All Things Avs blog: Dater finds a way to make people still care about Anderson

Here we have Dater's blog entry about the Avs' position in the upcoming draft. He opens with an "I'm not going to (blank), but..." statement, saying that he won't go into the reasons why he thinks the Anderson trade was a bad one. Naturally, he then immediately spends the remainder of the paragraph rehashing the reasons why he thinks the Anderson trade was a bad one. Enough already.

He moves away from this, though, to discuss what effect Anderson's turnaround in Ottawa might have on the Avalanche. Dater's theory is that if Anderson plays well enough, he could pull the Sens out of last place, making room for the Avs to swoop in and take the #1 pick.

This blog entry is telling for two reasons. One, it shows us that Dater is toeing the line of obsession with the Anderson trade, and Two, it suggests that Dater does not understand how the NHL draft works.

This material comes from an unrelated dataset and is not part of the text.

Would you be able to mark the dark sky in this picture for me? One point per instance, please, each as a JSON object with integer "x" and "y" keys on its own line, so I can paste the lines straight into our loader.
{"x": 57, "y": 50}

It's a lottery. Every team that doesn't make the playoffs gets thrown in the lottery, weighted by where they finished... the 30th-ranked team has a 25% chance of winning the lottery, the 17th ranked team has a 0.5% chance of winning. The single winning team moves up a maximum of four places from their finishing spot, and every other team falls in line based on where they finished. This means that the bottom five teams all have a chance at the #1 pick, and the team which finishes 30th will draft either first or second no matter what.

However, Dater writes sentences like this one:

That leaves Ottawa maybe only standing in the way of that No. 1 pick, and Anderson’s red-hot goaltending since the trade (though he lost his last start) could make the difference in dropping Colorado to No. 30.

which sure sounds like he's under the impression that the 30th place team automatically gets the #1 pick. Well, they don't. Because only the next four teams can leapfrog over the 30th ranked team for the first pick, the 30th place team has a slightly less than 50% chance of that first pick despite only having a 25% chance of winning the lottery. And because there's only a single winner which could move up spots, the last-place team is guaranteed the 2nd pick at worst, at just over 50% odds. So it's basically a coin flip for that last-place team, with the odds slightly in favor of the 2nd pick over the 1st.

There are two possibilities here: either Dater does not understand the draft but writes about it anyway, or he DOES understand the draft but just doesn't care enough to be accurate when he writes. Either one is unforgivable for a journalist. Take the time to know the facts and to present them accurately, AD.